2017-12-30 02:09:20 PM  

BalugaJoe: Is Obama there?


No, but Roy Moore is.
 
2017-12-30 02:33:05 PM  
This is a great concept.  Would love to bring the folks there during the holidays, watch for the emergence of a rictus of agony as they view products, which they heartily consumed, being labeled as failures.
 
2017-12-30 03:04:53 PM  
You laugh, but the shared girlfriend doll didn't even eat any of my Colgate lasagne.  Saving money on both ends of the deal.
 
2017-12-30 03:24:44 PM  

BalugaJoe: Is Obama there?


Wow. You weren't even in the same ballpark and you still swung at the ball.
 
2017-12-30 03:38:01 PM  
Ah, the Rejuvenique - shock your wrinkles away!
 
2017-12-30 03:54:16 PM  

foo monkey: Pocket Ninja: When I was and undergrad student, our college town ended up being one of the test markets for a new menthol beer that Budweiser was developing. For many, many years, it held the title of "worst beer I've ever tasted that wasn't named Corona," a designation it only lost a few years ago when I tried Voodoo's doughnut maple bacon ale, a product that inexplicably seems to combine three things that sound delicious but end up, as beer, being absolutely vile.
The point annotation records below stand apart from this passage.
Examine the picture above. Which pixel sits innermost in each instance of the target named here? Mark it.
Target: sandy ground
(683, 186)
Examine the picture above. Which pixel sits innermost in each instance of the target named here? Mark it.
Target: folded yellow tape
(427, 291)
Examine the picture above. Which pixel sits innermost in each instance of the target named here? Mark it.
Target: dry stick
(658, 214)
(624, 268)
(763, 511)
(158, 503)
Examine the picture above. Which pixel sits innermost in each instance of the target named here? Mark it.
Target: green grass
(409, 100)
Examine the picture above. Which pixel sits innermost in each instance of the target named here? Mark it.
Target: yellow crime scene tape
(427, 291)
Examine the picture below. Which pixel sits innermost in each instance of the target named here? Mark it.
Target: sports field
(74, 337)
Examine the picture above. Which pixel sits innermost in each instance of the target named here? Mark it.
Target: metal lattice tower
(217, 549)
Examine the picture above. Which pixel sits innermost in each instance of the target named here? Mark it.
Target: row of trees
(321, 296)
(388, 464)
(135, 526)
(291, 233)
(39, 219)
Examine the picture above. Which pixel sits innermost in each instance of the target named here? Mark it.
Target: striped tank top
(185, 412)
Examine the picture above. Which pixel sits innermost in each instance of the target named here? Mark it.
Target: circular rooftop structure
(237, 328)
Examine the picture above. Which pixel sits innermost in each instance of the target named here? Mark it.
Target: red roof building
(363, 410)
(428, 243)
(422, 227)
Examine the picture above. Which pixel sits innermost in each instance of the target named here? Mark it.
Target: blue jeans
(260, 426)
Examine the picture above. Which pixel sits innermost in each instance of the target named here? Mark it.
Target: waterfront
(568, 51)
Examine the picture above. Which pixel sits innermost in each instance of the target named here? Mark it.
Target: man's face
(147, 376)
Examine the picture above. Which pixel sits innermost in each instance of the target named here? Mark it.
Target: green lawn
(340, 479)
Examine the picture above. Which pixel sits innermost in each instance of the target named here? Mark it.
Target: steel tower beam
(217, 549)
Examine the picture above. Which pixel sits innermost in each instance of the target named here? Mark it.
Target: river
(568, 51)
If you want to drink your breakfast, there's really only one option.

[img.fark.net image 600x400][View Full Size image _x_]


A really great local band in my town is called "Morning 40 Federation." Yes, as in .oz. We do a lot of day drinking in these parts so it was only a matter of time before all those monkeys at all those typewriters produced that name.
 
2017-12-30 06:31:08 PM  
Does my exhibition area come fully furnished?
 
2017-12-30 10:39:22 PM  

BalugaJoe: Is Obama there?


img.fark.netView Full Size
 
2017-12-30 10:48:43 PM  
So what happens when the museum goes out of business?
 
2017-12-30 11:39:14 PM  
It's a traveling exhibit

The Museum of Failure
Youtube PfdBTsyrqaI


There's a true museum of failure, but it belongs to a product development consulting firm.
 
2017-12-31 12:37:33 AM  

Pazuzu Smith-Jones: thisispete: BalugaJoe: Is Obama there?
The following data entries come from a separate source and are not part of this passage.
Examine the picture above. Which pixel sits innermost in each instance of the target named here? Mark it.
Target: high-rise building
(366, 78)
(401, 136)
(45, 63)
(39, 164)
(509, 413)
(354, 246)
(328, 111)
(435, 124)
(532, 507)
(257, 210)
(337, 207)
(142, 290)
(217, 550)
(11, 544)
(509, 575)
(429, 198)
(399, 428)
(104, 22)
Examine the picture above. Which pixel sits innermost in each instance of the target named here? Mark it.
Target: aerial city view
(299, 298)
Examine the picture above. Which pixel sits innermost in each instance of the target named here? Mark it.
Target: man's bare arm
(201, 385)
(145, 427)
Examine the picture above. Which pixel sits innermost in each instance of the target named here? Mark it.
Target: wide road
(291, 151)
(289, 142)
In between kitesurfing with Richard Branson, hanging out with Prince Harry, continuing to command respect worldwide and enjoying a loving and fulfilling first marriage which has produced two upstanding daughters, Obama is busy writing his memoir. For which he received a $65 million advance.

So no, he isn't there.

WHAT ABOUT OBAMACARE AND BENGHAZI?!?!?!?!!!

(crickets)

/Yeah, thought so.
//Garble, garble.
///Bark, bark, bark.


Malia Lolapalooza, Iphones
 
2017-12-31 12:50:20 AM  
I just.... I just sit back and think sometimes that he could not sell booze to Americans.   It's like not being able to sell porn to 16 year old boys, or bullets in a warzone.
 
2017-12-31 09:20:38 AM  

omg bbq: I just.... I just sit back and think sometimes that he could not sell booze to Americans.   It's like not being able to sell porn to 16 year old boys, or bullets in a warzone.


Worse still, he couldn't sell booze, gambling, steaks, or football to Americans.